Appellate Division Upholds Planning Board’s Rescission of Subdivision and Site Plan Approvals

Petitioner Sullivan Farms II, Inc. owned property in the Village of Wurtsboro and adjoining property in the Town of Mamakating. In 2009, Sullivan Farms II received conditional final site plan and subdivision approval from Respondent Village of Wurtsboro Planning Board for the development and construction of a 72–unit townhouse development known as “Kaufman Farms West”. The approval lapsed due to inactivity, so Sullivan Farms IV, LLC, successor-in-interest, sought and was granted approval in 2011. Petitioner Kaufman Farms, LLC submitted a site plan/special use application with the Planning Board for a separate residential development, known as “Kaufman Farms East,” on its nearby property. While review was pending, Respondent Village of Wurtsboro Board of Trustees adopted Local Laws No. 1 and 2 of the Village of Wurtsboro (2014), which altered the procedure for calculating the number of allowable building lots or dwelling units for a residential cluster subdivision in the Village. As a result, the Planning Board rescinded its approval for Kaufman Farms West. Petitioners brought an Article 78 proceeding and declaratory judgment action challenging the decision to rescind the subdivision and site plan approvals. The Supreme Court granted Respondent’s motion to dismiss the amended petition/complaint for failing to state a cause of action.

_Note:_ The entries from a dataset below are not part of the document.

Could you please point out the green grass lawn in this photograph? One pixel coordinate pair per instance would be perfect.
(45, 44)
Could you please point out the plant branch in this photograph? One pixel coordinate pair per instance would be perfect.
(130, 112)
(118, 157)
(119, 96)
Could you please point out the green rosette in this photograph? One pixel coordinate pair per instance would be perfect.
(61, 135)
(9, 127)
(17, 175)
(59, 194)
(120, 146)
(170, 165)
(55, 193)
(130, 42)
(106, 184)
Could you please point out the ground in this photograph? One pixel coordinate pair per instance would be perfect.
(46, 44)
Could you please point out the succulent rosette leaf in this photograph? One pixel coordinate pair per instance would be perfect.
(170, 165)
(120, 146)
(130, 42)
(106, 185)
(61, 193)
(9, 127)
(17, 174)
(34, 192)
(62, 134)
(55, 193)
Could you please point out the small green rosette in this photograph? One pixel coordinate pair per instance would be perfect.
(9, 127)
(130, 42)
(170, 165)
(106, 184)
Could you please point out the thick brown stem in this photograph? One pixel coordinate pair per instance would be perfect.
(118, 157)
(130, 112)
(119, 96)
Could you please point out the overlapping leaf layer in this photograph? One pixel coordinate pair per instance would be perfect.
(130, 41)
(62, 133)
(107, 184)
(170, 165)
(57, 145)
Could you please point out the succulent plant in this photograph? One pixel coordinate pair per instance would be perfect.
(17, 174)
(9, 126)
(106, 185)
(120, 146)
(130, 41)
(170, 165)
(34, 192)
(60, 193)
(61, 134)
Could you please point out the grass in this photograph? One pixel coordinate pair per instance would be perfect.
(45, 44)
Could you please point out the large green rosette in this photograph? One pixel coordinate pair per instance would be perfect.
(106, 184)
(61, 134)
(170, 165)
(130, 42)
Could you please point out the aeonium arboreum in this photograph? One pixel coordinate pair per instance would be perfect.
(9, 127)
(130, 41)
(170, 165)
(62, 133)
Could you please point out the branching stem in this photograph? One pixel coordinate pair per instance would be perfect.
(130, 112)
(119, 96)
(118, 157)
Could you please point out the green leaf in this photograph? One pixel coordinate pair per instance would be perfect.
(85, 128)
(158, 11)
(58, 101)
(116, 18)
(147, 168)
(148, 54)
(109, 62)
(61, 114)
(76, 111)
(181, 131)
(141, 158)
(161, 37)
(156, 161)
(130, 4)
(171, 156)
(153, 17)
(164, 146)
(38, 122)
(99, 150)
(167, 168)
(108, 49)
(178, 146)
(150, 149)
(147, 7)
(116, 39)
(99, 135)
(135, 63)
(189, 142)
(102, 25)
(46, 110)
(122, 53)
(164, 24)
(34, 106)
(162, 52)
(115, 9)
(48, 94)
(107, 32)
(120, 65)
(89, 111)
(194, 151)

Under the Village Law, building lots or dwelling units in a cluster development “shall in no case exceed the number which could be permitted, in the planning board's judgment, if the land were subdivided into lots conforming to the minimum lot size and density requirements of the zoning local law applicable to the district or districts in which such land is situated.” Though the 85-acre development was sufficient for the proposed 72 dwelling units, only 54 acres were actually located within the Village. Therefore, the Planning Board rationally determined that its final approval of Kaufman Farms West violated state and local law and must be rescinded. Moreover, since subdivision approval was not legally granted in the first instance, Sullivan Farms never had a valid approval from which vested rights could be acquired.

Petitioners also alleged that the Planning Board failed to make any findings pursuant to SEQRA when it rescinded the subdivision approval. However, the Court found that the Planning Board correctly found its revised determination “was merely performing the ministerial function of rescinding an approval that was void ab initio” and thus was not performing an “action” that would trigger SEQRA. Finally, the Board of Trustees “identified the relevant areas of environmental concern, took a hard look at them, and made a reasoned elaboration of the basis for its determinations.” Accordingly, Appellate Division, Third Department affirmed the dismissal of the Petition.

The case was Sullivan Farms IV, LLC v Village of Wurstboro, 134 A.D.3d 1275 (3d Dep’t 2015).